Les efforts qui sont demandés à la Grèce doivent être plus justes, mieux répartis, il faut éviter de toucher des populations déjà très fragiles. Ce que paient les grecs aujourd’hui, c’est 30 ans de gouvernance entachée par la fraude, la corruption et l’absence de réformes. Le pays est entré trop vite dans la zone euro alors qu’il n’était pas prêt, d’autant qu’il avait fourni des chiffres faux, mais aujourd’hui il n’a pas d’autre solution que d’y rester. Nous devons être solidaires en ajustant les efforts et en donnant du temps à la Grèce, tout en préservant la ligne pour que le pays rembourse le plan de soutien de 240 milliards d’euros qui lui a été accordé.

 

Quelle est selon vous la bonne solution pour combattre le FN ?

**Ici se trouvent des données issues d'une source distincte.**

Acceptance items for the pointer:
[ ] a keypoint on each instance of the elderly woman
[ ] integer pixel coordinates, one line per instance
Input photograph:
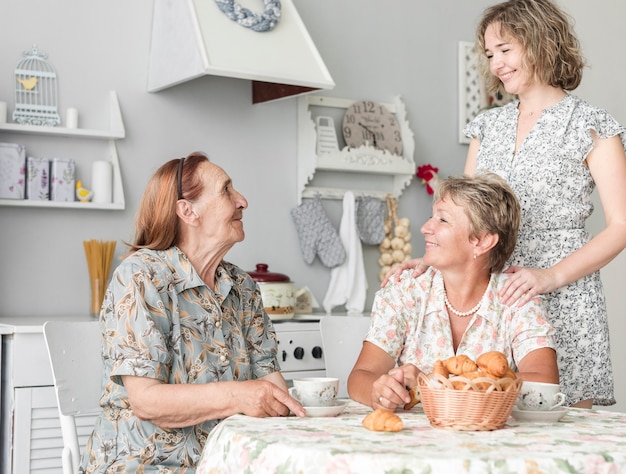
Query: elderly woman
(454, 307)
(186, 341)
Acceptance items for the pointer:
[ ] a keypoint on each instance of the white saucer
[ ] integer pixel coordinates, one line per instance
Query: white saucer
(538, 416)
(332, 410)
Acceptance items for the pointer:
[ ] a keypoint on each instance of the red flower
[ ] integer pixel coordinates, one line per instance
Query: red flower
(426, 173)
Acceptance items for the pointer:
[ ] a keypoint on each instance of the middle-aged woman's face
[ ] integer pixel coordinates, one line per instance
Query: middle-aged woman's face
(505, 60)
(447, 236)
(220, 206)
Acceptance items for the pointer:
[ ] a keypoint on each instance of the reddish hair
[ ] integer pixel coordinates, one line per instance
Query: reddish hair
(156, 224)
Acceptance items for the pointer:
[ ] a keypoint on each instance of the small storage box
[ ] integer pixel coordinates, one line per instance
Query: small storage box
(12, 170)
(62, 179)
(37, 179)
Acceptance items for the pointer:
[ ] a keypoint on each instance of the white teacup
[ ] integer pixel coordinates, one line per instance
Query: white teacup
(540, 396)
(315, 391)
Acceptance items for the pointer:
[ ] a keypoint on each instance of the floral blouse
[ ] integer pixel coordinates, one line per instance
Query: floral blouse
(410, 322)
(160, 320)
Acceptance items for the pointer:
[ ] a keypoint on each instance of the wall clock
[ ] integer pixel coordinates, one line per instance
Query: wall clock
(369, 122)
(365, 169)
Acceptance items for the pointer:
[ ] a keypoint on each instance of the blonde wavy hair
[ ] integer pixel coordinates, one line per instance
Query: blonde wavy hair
(551, 50)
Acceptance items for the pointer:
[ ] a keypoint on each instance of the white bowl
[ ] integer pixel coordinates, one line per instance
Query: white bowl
(539, 416)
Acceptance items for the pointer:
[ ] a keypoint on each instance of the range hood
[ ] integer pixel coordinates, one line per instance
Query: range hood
(193, 38)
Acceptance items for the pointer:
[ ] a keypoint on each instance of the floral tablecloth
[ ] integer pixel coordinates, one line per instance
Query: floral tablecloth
(584, 441)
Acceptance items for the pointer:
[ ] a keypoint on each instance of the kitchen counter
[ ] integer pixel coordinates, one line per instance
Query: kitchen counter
(33, 324)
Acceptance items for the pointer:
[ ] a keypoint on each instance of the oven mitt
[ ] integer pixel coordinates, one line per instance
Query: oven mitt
(370, 220)
(317, 235)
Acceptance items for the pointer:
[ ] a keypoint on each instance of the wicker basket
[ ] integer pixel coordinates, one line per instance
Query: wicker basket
(468, 409)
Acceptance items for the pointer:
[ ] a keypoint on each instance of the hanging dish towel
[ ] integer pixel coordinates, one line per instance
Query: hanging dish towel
(348, 282)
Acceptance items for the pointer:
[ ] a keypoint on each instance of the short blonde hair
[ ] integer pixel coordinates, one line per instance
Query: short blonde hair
(491, 207)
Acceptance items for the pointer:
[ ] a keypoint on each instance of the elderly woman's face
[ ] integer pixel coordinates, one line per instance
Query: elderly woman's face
(220, 207)
(447, 236)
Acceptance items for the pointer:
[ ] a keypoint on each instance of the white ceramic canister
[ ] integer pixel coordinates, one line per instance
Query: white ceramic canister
(277, 292)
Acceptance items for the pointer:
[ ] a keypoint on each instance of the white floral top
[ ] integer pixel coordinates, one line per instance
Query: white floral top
(553, 184)
(410, 322)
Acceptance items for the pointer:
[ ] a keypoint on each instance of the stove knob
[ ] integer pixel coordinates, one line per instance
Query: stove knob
(317, 352)
(298, 353)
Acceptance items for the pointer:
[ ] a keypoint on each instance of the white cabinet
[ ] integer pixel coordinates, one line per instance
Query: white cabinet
(115, 132)
(30, 431)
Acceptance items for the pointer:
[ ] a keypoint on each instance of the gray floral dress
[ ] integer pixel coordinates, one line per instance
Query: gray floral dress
(554, 187)
(160, 320)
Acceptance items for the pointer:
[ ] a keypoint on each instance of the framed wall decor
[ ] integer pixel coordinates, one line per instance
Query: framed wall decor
(473, 97)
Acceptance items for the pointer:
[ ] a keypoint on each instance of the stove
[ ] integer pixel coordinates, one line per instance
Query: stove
(300, 351)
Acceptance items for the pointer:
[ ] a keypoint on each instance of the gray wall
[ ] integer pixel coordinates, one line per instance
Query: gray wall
(374, 49)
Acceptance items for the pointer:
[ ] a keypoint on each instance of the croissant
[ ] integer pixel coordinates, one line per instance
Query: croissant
(415, 398)
(382, 420)
(493, 362)
(459, 364)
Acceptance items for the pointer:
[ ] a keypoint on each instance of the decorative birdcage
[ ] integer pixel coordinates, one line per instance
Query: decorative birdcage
(35, 90)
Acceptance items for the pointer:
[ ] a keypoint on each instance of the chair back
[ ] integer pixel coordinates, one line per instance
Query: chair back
(342, 339)
(75, 352)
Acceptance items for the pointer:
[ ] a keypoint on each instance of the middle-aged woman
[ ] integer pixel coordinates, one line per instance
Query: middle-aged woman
(186, 341)
(554, 149)
(454, 307)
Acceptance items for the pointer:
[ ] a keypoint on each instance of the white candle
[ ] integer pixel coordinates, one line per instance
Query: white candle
(102, 181)
(71, 118)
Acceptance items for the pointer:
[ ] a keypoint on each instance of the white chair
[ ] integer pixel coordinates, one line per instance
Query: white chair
(74, 348)
(342, 339)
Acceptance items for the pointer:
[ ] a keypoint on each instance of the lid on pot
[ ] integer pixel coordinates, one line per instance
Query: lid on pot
(263, 275)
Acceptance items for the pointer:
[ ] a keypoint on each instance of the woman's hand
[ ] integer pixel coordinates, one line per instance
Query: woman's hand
(395, 272)
(392, 389)
(260, 399)
(526, 283)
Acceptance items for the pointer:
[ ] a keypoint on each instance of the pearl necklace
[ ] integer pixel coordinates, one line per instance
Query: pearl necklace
(463, 314)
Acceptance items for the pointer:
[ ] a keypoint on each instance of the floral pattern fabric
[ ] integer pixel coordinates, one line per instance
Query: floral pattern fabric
(554, 186)
(584, 441)
(410, 322)
(160, 320)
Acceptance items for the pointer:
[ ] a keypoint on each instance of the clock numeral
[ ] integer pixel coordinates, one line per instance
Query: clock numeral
(369, 107)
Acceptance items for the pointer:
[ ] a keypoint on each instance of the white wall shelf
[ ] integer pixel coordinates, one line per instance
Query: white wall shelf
(115, 132)
(365, 159)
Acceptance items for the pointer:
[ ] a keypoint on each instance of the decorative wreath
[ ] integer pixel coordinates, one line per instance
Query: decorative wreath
(264, 22)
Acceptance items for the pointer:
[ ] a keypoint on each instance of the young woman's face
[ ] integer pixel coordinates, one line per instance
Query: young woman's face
(505, 60)
(447, 236)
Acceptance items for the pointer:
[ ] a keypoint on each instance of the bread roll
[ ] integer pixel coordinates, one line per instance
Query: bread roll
(382, 420)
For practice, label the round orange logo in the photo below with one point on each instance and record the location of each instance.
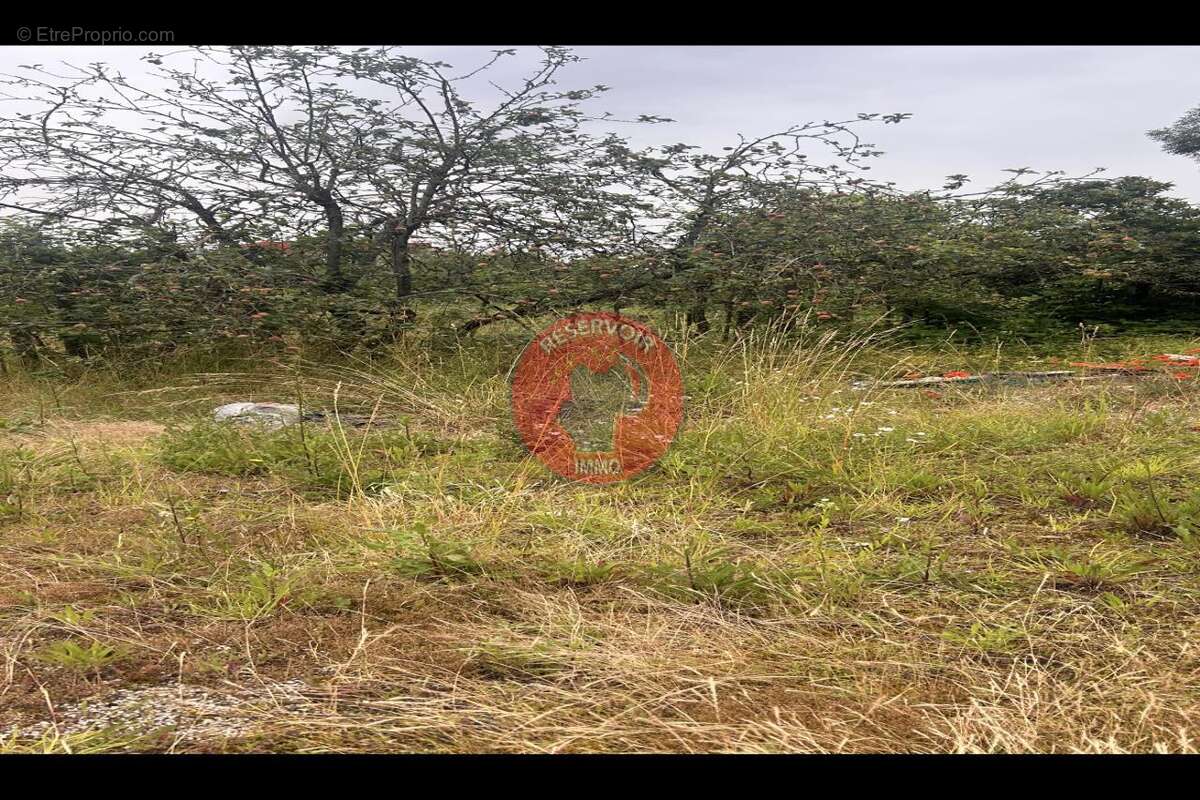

M.B. - Le FN est fort parce que les autres sont faibles. Il ne faut pas stigmatiser les électeurs, qui souvent expriment une déception dans leur vote, mais plutôt tenter de retrouver leur confiance par un comportement exemplaire. En faisant ce que l’on dit, en ne promettant pas tout à tout le monde, en étant rigoureux. Le FN se nourrit de la colère, de la souffrance, du chômage, de l’exclusion. Il faut donc que ce pays en faisant les réformes nécessaires, en s’appuyant sur l’Europe, retrouve de l’emploi. Beaucoup de familles ne voient pas d’avenir pour leurs enfants. Ce ne sont pas des slogans mais des arguments qui permettront de combattre le FN, en démontrant à quel point leur programme économique est absolument insensé. Quitter l’Europe, abandonner la PAC, sortir de l’Euro et se retrouver tout seul, aurait pour conséquence de faire perdre 20 % de leur argent à tous les épargnants français, de nous mettre dans la main des marchés financiers, et nous perdrions également tout ce qu’il nous reste de souveraineté et d’indépendance. Il faut faire appel à l’intelligence des citoyens en leur expliquant les dangers des théories du FN.

 

                                                                    

Quelques repères

Originaire de l’Isère et diplômé de l’Ecole supérieure de commerce de Paris, il se consacre à la Savoie, dont il devient à 27 ans, le plus jeune député de l’hémicycle. Il est ensuite Président du Conseil général puis sénateur, et bien évidemment l’homme des JO d’Albertville avec Jean-Claude Killy. Il entame une carrière ministérielle en 1993, à l’environnement, puis plus tard aux affaires européennes, aux affaires étrangères et enfin à l’agriculture. Très impliqué dans la construction européenne, il est député européen puis deux fois commissaire. Aujourd’hui à 64 ans, également membre du Conseil d’Etat, il vient d’être nommé conseiller spécial auprès de la Commission européenne pour la sécurité et la défense.